Each subject was asked to choose two different meal selections according to their own preferences from the menu offered by one of the Clarkson University food courts. Precise nutritional information of each food selection of the menu was readily available. A typical meal selected by subjects contained 1 to 3 different food types and 1 or 2 different drinks.

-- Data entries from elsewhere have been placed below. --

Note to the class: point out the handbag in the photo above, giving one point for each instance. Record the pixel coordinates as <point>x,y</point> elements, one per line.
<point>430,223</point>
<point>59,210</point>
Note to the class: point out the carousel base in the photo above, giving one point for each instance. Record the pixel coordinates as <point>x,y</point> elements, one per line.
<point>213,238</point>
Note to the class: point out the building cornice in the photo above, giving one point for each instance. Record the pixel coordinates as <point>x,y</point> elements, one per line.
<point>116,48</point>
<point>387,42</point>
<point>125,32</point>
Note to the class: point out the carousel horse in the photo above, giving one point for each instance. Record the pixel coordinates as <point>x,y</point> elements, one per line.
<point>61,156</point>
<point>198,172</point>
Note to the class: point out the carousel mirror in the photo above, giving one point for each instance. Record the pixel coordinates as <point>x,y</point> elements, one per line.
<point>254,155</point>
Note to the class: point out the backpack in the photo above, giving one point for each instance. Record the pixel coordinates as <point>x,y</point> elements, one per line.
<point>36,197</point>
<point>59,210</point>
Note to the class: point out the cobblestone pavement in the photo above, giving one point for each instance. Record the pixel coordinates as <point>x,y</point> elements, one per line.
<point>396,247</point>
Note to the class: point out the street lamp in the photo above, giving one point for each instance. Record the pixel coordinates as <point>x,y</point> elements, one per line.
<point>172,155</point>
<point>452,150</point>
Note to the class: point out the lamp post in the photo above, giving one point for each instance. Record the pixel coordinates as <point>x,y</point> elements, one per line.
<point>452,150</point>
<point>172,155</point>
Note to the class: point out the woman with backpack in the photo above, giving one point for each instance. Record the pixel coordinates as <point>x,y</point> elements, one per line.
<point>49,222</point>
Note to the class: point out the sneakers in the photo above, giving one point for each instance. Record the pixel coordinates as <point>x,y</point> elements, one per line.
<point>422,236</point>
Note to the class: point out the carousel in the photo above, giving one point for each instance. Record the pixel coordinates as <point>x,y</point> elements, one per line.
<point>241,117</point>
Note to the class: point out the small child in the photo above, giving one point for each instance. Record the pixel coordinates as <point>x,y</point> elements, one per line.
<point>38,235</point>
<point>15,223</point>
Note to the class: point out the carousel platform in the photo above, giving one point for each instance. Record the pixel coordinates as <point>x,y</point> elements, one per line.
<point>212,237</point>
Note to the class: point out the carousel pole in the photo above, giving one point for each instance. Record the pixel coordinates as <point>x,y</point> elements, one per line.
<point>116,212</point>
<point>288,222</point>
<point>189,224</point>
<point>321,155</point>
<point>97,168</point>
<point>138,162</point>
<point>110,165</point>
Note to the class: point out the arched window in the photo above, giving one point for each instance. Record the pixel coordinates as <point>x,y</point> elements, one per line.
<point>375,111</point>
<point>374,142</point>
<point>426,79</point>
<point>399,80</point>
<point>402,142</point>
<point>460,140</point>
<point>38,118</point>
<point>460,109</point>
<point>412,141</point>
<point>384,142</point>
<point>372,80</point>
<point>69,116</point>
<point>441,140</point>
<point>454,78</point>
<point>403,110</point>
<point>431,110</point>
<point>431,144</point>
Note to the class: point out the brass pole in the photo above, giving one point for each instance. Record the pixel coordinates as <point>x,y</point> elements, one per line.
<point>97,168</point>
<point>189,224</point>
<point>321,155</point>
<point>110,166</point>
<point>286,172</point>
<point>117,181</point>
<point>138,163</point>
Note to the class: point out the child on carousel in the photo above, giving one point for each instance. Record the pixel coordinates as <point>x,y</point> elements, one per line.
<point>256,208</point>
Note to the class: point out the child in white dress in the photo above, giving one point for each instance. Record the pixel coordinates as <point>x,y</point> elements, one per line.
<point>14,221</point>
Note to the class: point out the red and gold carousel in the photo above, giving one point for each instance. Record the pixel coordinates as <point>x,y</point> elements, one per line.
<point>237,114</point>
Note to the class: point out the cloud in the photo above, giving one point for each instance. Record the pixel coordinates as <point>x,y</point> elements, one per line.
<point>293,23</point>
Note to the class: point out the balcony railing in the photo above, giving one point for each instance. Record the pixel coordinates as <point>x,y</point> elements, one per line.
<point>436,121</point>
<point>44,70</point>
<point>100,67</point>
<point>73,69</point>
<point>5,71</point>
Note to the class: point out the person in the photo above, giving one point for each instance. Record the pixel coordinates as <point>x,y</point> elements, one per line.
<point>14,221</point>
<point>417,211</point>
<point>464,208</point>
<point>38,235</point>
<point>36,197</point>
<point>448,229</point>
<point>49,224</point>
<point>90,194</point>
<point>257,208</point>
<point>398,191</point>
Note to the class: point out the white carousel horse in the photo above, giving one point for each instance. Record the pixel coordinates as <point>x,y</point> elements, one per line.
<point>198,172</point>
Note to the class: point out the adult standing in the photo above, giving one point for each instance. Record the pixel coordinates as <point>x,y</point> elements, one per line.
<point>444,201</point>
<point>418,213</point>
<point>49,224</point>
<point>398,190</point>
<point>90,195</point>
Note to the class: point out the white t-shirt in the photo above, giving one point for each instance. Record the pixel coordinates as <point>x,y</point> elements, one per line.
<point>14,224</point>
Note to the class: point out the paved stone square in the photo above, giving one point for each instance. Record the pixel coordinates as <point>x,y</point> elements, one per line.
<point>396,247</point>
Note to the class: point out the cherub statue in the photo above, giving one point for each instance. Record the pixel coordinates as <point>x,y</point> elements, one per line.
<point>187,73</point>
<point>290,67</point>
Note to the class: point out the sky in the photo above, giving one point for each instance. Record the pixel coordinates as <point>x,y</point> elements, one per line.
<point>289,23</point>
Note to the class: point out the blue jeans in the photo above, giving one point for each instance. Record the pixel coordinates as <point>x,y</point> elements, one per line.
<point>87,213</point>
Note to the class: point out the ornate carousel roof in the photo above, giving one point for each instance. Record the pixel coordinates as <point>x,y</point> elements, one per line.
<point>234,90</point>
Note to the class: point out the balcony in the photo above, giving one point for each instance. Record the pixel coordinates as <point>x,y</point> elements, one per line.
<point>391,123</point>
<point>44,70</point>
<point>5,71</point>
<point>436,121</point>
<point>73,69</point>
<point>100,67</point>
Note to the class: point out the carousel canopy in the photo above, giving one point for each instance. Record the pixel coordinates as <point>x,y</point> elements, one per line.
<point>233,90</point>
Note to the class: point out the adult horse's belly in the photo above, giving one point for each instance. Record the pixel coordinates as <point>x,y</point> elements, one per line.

Table 1). The first meal selection was served in three of the visits (exact same food types and drinks) and used as training meals for CCS mathematical model development. The second meal selection was randomly served either in the third or the fourth visit and considered the validation meal.

Table 1.

Description of type and frequency of the foods served during the experiments (30 participants, four meals each). Portion sizes were standard sizes of foods sold in the food court

Food Item Number of times served Food Item Number of times served


Apple 13 Muffin 7
Bacon 7 Oatmeal 8
Bagel 3 Orange 7
Banana 20 Pancakes 1
Breadstick 3 Pasta 12
Brownie 3 Pickle 1
Burger 3 Pizza 16
Carrots 2 Potatoes 5
Cereal with milk 17 Salad 16
Chicken nuggets 5 Sandwich 22
Chips 12 Sausage 6
Chocolate Milk 6 Soda 12
Cinnamon Roll 6 Spinach 2
Coffee 9 Squash 1
Cookie 33 Stir fry 6
Corn 4 Meatballs 1
Eggs 10 Tea 13
French fries 6 Toast 8
Hot Chocolate 16 Turkey breast 4
Juice 22 Waffle 2
Meatloaf 1 Water 54
Milk 9 Yogurt 19
Mixed veggies 2

The subjects’ eating behavior was recorded with wearable sensors for monitoring of swallowing and jaw motion (Table 2 and Figure 1) and a video monitoring system (J. Fontana, Lopez-Meyer, & Sazonov, 2011). Each visit followed the procedure shown in Figure 2. All subjects had an unlimited time to consume the meal in the amount they desired. The stored sensor data and video were then used by a human rater to manually annotate the foods being consumed, bites, chewing sequences and boundaries of every spontaneous (saliva) and food swallow using custom-designed software (Sazonov et al., 2008). The swallowing instances and the number of chews in a chewing sequence were counted and annotated. The annotations were used to build the energy intake models described in this manuscript.

Table 2.

Description of the instrumentation module used to monitor the ingestive behavior of participants during each visit.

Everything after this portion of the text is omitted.